All of the low-use fabric items in our home (bed linens, winter clothes) are neatly stacked and stored in vacuum-sealed bags, which always amuses any friends who happen to notice. They think I’m an anal-retentive madman.

While I’d be lying if I said the zip-locked order doesn’t appeal to that side of me, it’s really only a measure to thwart our pesky, gourmand house moths. The first rule of pest control, before you get onto exotic poisons and psychic warfare, is to remove their food supplies.

Or maybe the “first rule of pest control” is that we don’t talk about pest control. In which case my frequent blogging of the experience will probably see me barred from the clubhouse. I’ll have to hand in my insecticide-laden badge and moth-hunting gun, a teeny-tiny blunderbuss.

But maybe the first rule of pest control is actually more like a Hippocratic oath: “first do no harm by actively breeding pests, especially radioactive super-pests that will swallow the world.”

That one. I believe in that one.

The Millionth Me

No more! Please, no more!

Alan came over this evening to take some pictures, one of which will become the author photograph for a new book jacket. This meant another session of looking at my own dopey face on a screen for longer than is strictly healthy.

While it doesn’t have to be perfect, I don’t want to look at the book jacket on publication day only to see an entire asparagus hanging from a gap in my teeth or a sinister robed figure reflected in my glasses.

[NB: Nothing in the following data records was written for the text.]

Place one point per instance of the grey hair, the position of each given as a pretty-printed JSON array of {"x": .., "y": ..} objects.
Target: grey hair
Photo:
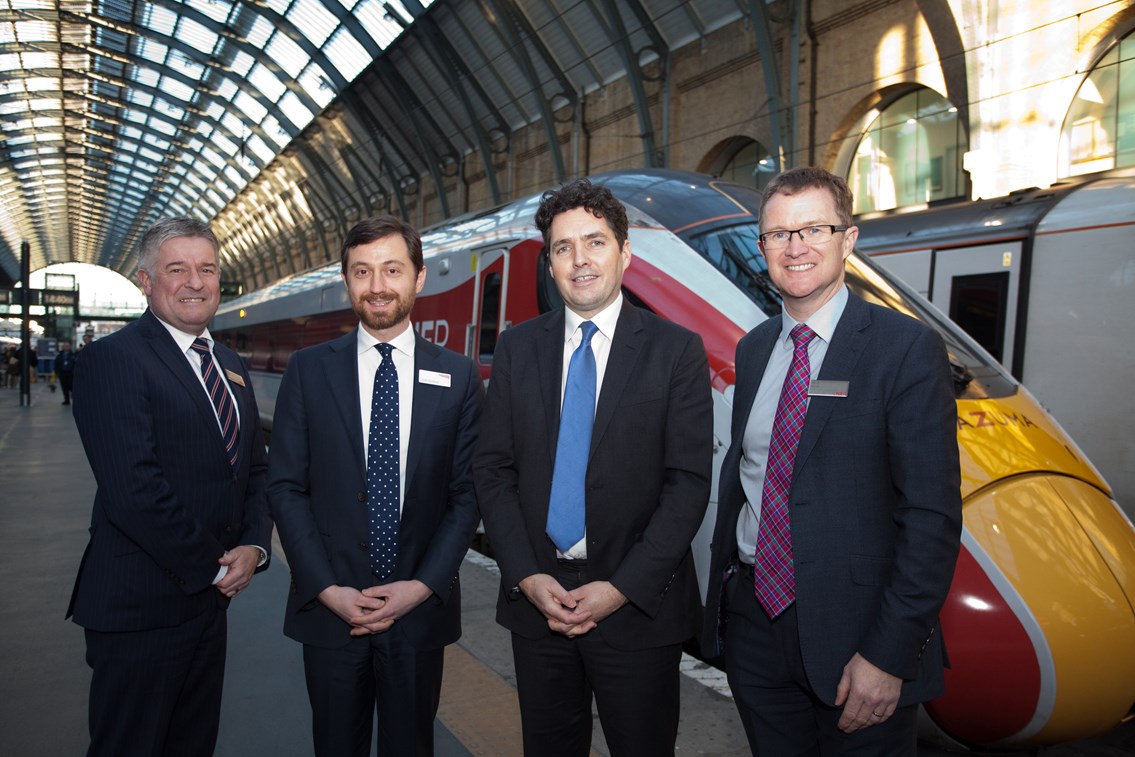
[{"x": 169, "y": 228}]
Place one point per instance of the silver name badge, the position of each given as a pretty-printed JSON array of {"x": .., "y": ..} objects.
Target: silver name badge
[{"x": 820, "y": 388}]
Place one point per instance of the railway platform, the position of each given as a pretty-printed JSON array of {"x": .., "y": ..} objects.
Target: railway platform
[{"x": 45, "y": 494}]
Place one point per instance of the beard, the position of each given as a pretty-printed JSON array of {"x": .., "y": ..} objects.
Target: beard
[{"x": 385, "y": 320}]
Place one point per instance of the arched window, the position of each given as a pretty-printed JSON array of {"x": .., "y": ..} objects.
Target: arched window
[
  {"x": 745, "y": 161},
  {"x": 909, "y": 154},
  {"x": 1099, "y": 131}
]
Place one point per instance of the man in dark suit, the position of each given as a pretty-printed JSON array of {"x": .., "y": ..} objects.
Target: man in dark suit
[
  {"x": 179, "y": 522},
  {"x": 371, "y": 490},
  {"x": 840, "y": 514},
  {"x": 591, "y": 521}
]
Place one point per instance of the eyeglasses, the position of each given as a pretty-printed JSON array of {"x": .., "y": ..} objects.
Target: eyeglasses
[{"x": 810, "y": 235}]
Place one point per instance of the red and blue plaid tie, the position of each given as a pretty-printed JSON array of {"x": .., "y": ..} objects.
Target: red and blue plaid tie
[
  {"x": 773, "y": 575},
  {"x": 223, "y": 403}
]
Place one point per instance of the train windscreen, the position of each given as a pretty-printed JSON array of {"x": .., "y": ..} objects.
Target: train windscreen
[{"x": 733, "y": 251}]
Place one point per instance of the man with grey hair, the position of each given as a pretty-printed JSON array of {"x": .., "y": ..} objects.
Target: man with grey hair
[{"x": 179, "y": 521}]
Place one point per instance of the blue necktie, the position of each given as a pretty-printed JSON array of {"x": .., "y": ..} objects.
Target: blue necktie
[
  {"x": 223, "y": 403},
  {"x": 383, "y": 467},
  {"x": 568, "y": 504}
]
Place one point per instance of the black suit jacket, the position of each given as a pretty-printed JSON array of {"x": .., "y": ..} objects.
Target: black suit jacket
[
  {"x": 875, "y": 503},
  {"x": 647, "y": 477},
  {"x": 168, "y": 503},
  {"x": 318, "y": 489}
]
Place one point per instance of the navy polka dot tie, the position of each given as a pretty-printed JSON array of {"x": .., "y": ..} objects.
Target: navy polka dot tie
[{"x": 383, "y": 468}]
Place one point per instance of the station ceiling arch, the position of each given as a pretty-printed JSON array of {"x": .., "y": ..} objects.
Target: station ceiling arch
[{"x": 116, "y": 112}]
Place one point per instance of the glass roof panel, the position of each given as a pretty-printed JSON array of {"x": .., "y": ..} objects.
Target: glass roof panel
[
  {"x": 215, "y": 9},
  {"x": 196, "y": 35},
  {"x": 266, "y": 82},
  {"x": 346, "y": 53},
  {"x": 160, "y": 19},
  {"x": 242, "y": 62},
  {"x": 261, "y": 30},
  {"x": 317, "y": 85},
  {"x": 372, "y": 16},
  {"x": 295, "y": 110},
  {"x": 313, "y": 19}
]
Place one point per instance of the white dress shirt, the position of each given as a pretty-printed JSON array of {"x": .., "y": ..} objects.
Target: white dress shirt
[
  {"x": 369, "y": 360},
  {"x": 758, "y": 430},
  {"x": 605, "y": 321}
]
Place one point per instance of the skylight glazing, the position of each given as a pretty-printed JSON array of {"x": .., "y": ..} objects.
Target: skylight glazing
[{"x": 149, "y": 90}]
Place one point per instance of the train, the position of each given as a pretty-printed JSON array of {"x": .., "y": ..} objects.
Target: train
[
  {"x": 1039, "y": 622},
  {"x": 1044, "y": 279}
]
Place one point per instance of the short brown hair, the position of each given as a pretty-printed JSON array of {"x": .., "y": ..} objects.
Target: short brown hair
[
  {"x": 809, "y": 177},
  {"x": 369, "y": 229},
  {"x": 595, "y": 199}
]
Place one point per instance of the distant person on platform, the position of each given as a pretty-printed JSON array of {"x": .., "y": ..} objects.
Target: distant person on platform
[
  {"x": 371, "y": 490},
  {"x": 11, "y": 368},
  {"x": 181, "y": 519},
  {"x": 840, "y": 514},
  {"x": 593, "y": 476},
  {"x": 65, "y": 369}
]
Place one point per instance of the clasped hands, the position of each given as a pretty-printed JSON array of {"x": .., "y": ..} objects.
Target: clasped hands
[
  {"x": 572, "y": 613},
  {"x": 375, "y": 608}
]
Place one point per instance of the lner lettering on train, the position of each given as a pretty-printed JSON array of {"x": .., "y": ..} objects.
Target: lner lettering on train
[{"x": 992, "y": 419}]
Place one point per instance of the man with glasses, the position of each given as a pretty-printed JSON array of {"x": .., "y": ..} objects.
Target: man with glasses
[{"x": 839, "y": 516}]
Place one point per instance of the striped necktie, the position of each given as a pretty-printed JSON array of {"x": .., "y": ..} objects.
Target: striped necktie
[
  {"x": 774, "y": 578},
  {"x": 223, "y": 403}
]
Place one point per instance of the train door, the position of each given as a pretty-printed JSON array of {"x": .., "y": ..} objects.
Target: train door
[
  {"x": 490, "y": 299},
  {"x": 977, "y": 287}
]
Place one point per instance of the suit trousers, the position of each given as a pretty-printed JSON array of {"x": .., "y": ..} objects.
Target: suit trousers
[
  {"x": 636, "y": 691},
  {"x": 782, "y": 715},
  {"x": 380, "y": 673},
  {"x": 157, "y": 692}
]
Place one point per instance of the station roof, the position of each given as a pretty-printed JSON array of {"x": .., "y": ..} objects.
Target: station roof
[{"x": 116, "y": 112}]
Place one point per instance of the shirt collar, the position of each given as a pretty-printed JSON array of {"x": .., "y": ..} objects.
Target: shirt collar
[
  {"x": 823, "y": 321},
  {"x": 403, "y": 343},
  {"x": 604, "y": 320},
  {"x": 185, "y": 339}
]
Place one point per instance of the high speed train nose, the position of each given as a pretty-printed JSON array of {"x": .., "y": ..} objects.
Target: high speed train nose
[{"x": 1042, "y": 607}]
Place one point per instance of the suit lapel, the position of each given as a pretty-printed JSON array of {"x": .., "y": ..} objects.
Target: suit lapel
[
  {"x": 621, "y": 360},
  {"x": 427, "y": 397},
  {"x": 229, "y": 362},
  {"x": 549, "y": 358},
  {"x": 164, "y": 346},
  {"x": 342, "y": 371},
  {"x": 843, "y": 353}
]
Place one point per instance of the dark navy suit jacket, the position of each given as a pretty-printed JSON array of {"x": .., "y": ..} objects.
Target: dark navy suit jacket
[
  {"x": 875, "y": 503},
  {"x": 318, "y": 489},
  {"x": 168, "y": 503},
  {"x": 647, "y": 477}
]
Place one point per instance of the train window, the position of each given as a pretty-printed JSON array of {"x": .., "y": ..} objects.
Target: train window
[
  {"x": 733, "y": 251},
  {"x": 977, "y": 304},
  {"x": 975, "y": 375},
  {"x": 1099, "y": 131},
  {"x": 910, "y": 154},
  {"x": 547, "y": 295},
  {"x": 490, "y": 311}
]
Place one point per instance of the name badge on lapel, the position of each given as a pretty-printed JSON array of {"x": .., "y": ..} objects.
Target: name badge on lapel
[
  {"x": 827, "y": 388},
  {"x": 434, "y": 378}
]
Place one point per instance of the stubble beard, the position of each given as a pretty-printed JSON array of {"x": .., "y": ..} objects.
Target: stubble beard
[{"x": 383, "y": 321}]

“Bloody Hell,” I’ll say, “This was approved by twelve different people.”

My task was to select three or four options from Alan’s shoot of a hundred. It’s a sort of torture to look at so many samey pictures of yourself. It’s like when you say the same word over and over until it loses all meaning, the worst word to plunge into meaninglessness being your own name. It’s a sort of existential threshing machine. I’m honestly not sure I could tell the difference now between my own long-serving face and, say, a lemon blancmange.

If I look in the mirror tomorrow and there’s an actual, factual lemon blancmange looking back at me, it’ll seem perfectly reasonable.

If you think this is vanity, it really isn’t. I don’t ever want to see the likes of Me again.

An interesting thing, at least, in looking at so many versions of what is essentially the same photograph is how the slightest angle of the head or the merest flicker of a thought on the lips can change a picture’s meaning so drastically. It’s like how the right or wrong choice of word can nail a sentence or leave it feeling too breezy or stilted. Though I don’t remember doing anything drastically different in any of these shots, the mood varies between “candidate for Young Journalist of the Year” and “it’s a good job we caught him when we did, m’lud.”